Embora o país seja formalmente uma república semipresidencialista multipartidária, na qual o poder executivo é compartilhado entre o presidente e o primeiro-ministro, na prática o presidente controla o governo e tem sido eleito em pleitos com candidato único há mais de cinquenta anos. A última eleição presidencial ocorreu em Setembro de 2005.
Em Fevereiro de 2005, Mubarak anunciou uma reforma na lei eleitoral, de modo a permitir uma eleição presidencial multipartidária. Entretanto, a nova lei instituiu restrições draconianas para as candidaturas a presidente, impedindo que políticos conhecidos se candidatassem e permitindo a reeleição de Mubarak em Setembro daquele ano.[15] O pleito foi criticado por alegadas acusações de interferência governamental, fraude e violência policial contra manifestantes da oposição.[16] Como resultado, muitos egípcios parecem cépticos quanto ao processo de redemocratização, já que menos de 25% dos 32 milhões de eleitores compareceram às urnas em 2005.

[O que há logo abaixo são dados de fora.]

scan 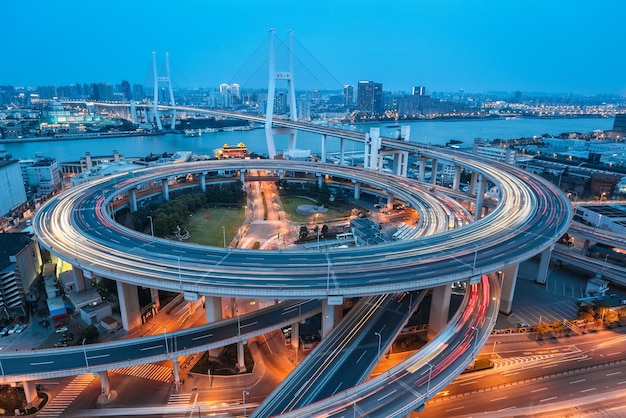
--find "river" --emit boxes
[0,118,613,162]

Em 19 de Março de 2007, o parlamento aprovou 34 emendas constitucionais que proíbem os partidos de usar a religião como base para actividades políticas, autorizam o presidente a dissolver o parlamento e impedem a supervisão judicial das eleições.[17]
O poder legislativo é exercido pela Assembleia Popular, um parlamento unicameral composto por 454 membros. Destes, 444 são eleitos por voto popular para um mandato de cinco anos; os restantes 10 são nomeados pelo presidente da República. Entre as funções da Assembleia Popular estão aprovar o orçamento, fixar os impostos e aprovar os programas de governo. Para além da Assembleia, existe um Conselho Consultivo composto por 264 membros, 176 dos quais são eleitos através de voto popular e 88 nomeados pelo presidente.
Diversas organizações locais e internacionais de direitos humanos, como a Amnistia Internacional e a Human Rights Watch, criticam o histórico egípcio referente aos direitos humanos. As violações mais sérias incluem tortura, detenções arbitrárias e julgamentos perante tribunais militares e de segurança do Estado.[18] Também há críticas relativas ao estatuto da mulher e das minorias religiosas.
Política externa
O Egipto exerce uma grande influência política na África e no Médio Oriente[carece de fontes?] e as suas instituições intelectuais e islâmicas estão no centro do desenvolvimento social e cultural da região. A sede da Liga Árabe encontra-se no Cairo; tradicionalmente, o secretário-geral da organização é egípcio.
O Egipto foi o primeiro país árabe a estabelecer relações diplomáticas com Israel depois da assinatura dos acordos de Camp David, em 1979.
O ex-vice-primeiro-ministro Boutros Boutros-Ghali foi secretário-geral das Nações Unidas entre 1991 e 1996.